At The Green Mission Inc. and Probity Appraisal Group, we believe accuracy in valuations matters, not just ethically, but legally and financially. Recently, we were contacted by two potential donors who had also reached out to other appraisers. One was seeking to donate a dated kitchen set with Formica countertops and an older sink. After analyzing comparable sales and the resale feasibility of similar cabinetry (including rejection policies of nearby ReStores), we advised the client to take a deduction of $5,000 or less, there was no appraisal needed. (The IRS only requires appraisals for anything valued $5,000 or more.) The other appraiser quoted the FMV at $25,000.
Here are a few readily available comparable sales of similar cabinetry. If we can find these within a few minutes, so can the IRS.





In another case, our team appraised a 1,500 square foot dated residential property donation far below a competing appraiser, who valued it $100,000 higher. One client thanked us for our transparency and submitted a modest deduction without an appraisal. The other urged us to raise our number to match the inflated appraisal. We declined. Unless there were hidden diamonds embedded in a bathroom vanity we missed during the site inspection, our value, grounded in methodology, market data, and ethical practice, was firm. That donor chose to "take their chances with the IRS."
This brings us to a critical point: the penalties for overstating charitable contributions are severe and fall entirely on the taxpayer, not the appraiser. Per IRC §6662(e) and (h), a taxpayer can be assessed a 20% penalty for a substantial valuation misstatement (if the value claimed is 150% or more of the correct amount), and a 40% penalty for a gross misstatement (200% or more of FMV). There is no federal licensure for personal property appraisers—unlike CPAs or CFPs. Taxpayers must be discerning. A high number may feel beneficial today, but it may not hold up under audit tomorrow.

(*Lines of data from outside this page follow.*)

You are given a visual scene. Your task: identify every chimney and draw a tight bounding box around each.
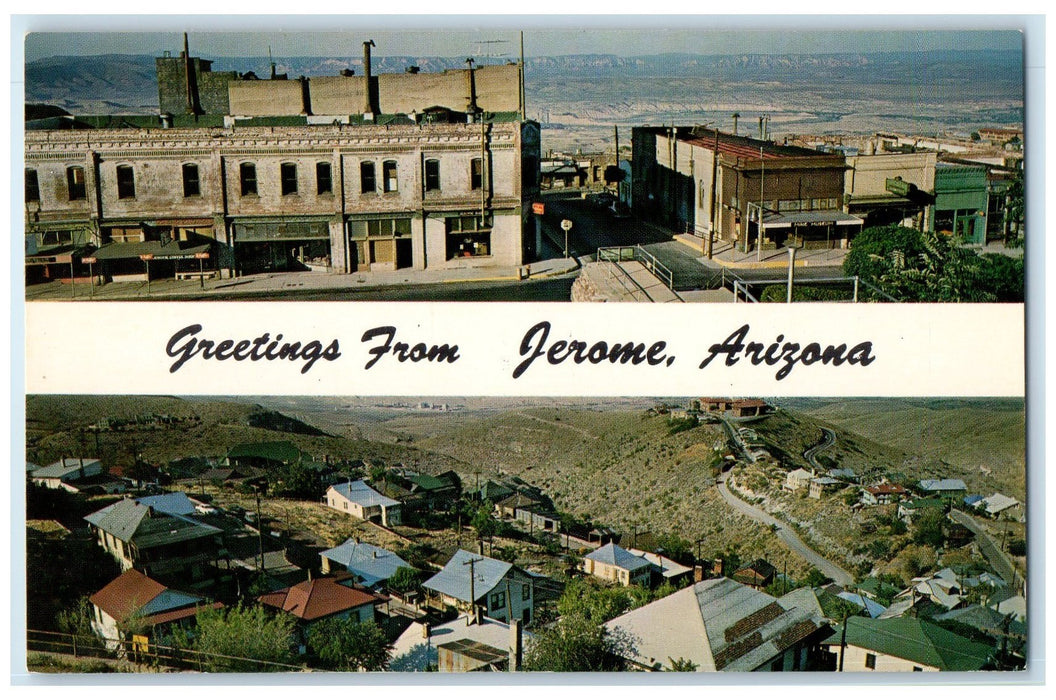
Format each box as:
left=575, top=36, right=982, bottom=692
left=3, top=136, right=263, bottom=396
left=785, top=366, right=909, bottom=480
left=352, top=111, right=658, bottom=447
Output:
left=362, top=40, right=376, bottom=119
left=732, top=112, right=740, bottom=135
left=421, top=622, right=431, bottom=639
left=465, top=58, right=480, bottom=119
left=759, top=116, right=764, bottom=140
left=509, top=619, right=523, bottom=671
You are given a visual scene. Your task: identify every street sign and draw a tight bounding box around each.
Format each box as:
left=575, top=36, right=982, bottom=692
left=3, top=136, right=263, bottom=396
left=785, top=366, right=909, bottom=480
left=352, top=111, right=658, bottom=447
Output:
left=194, top=252, right=211, bottom=259
left=81, top=257, right=97, bottom=264
left=532, top=202, right=545, bottom=215
left=560, top=219, right=573, bottom=231
left=139, top=254, right=155, bottom=261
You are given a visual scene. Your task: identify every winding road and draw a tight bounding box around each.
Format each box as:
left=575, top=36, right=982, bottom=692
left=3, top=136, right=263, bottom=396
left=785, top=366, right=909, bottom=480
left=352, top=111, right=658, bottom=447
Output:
left=715, top=417, right=854, bottom=586
left=803, top=428, right=837, bottom=469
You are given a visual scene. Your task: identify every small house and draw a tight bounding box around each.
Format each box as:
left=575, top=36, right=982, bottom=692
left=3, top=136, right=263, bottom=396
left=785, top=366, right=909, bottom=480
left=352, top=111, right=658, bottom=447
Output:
left=784, top=468, right=814, bottom=492
left=319, top=539, right=411, bottom=589
left=423, top=549, right=537, bottom=624
left=326, top=480, right=402, bottom=527
left=732, top=558, right=777, bottom=590
left=581, top=543, right=656, bottom=587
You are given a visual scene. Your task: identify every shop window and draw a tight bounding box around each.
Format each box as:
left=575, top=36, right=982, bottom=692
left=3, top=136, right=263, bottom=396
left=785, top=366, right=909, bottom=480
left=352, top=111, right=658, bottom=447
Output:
left=25, top=169, right=40, bottom=203
left=182, top=163, right=200, bottom=197
left=425, top=159, right=441, bottom=192
left=446, top=214, right=492, bottom=259
left=383, top=160, right=398, bottom=192
left=66, top=166, right=86, bottom=201
left=471, top=158, right=483, bottom=190
left=116, top=165, right=136, bottom=199
left=281, top=163, right=298, bottom=196
left=240, top=162, right=258, bottom=196
left=317, top=162, right=333, bottom=195
left=41, top=230, right=73, bottom=246
left=361, top=161, right=376, bottom=193
left=349, top=217, right=412, bottom=239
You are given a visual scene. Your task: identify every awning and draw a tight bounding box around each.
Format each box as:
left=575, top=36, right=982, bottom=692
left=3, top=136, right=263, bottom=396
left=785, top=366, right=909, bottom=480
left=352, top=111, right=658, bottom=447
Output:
left=91, top=241, right=212, bottom=261
left=25, top=244, right=91, bottom=265
left=760, top=209, right=864, bottom=230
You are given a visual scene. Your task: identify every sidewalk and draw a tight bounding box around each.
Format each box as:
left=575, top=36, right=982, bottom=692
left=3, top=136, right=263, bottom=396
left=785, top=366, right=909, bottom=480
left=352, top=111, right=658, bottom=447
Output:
left=674, top=234, right=848, bottom=270
left=24, top=256, right=581, bottom=301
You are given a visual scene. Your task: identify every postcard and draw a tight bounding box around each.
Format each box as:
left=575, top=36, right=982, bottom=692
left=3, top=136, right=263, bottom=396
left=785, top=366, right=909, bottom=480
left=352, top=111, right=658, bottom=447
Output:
left=15, top=16, right=1034, bottom=683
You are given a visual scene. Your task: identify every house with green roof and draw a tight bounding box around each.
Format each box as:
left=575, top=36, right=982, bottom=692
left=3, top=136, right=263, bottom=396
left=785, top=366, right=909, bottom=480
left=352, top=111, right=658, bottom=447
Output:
left=822, top=616, right=993, bottom=672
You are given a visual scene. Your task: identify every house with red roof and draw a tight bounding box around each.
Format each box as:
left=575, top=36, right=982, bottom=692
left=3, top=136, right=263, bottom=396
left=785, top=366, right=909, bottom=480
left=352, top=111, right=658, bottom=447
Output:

This is a rare and complex deduction—one that supports sustainability, diverts usable materials from landfills, and encourages deconstruction over demolition. To preserve this important incentive, we must uphold high standards in our industry while also investing in the growth of the secondary market. The long-term goal is not simply to deduct used building materials, but to build an ecosystem where their resale is viable and commonplace.
In short: Responsible valuations are not just about numbers. They are about trust, compliance, and the future of reuse. Let us protect this deduction by doing it right.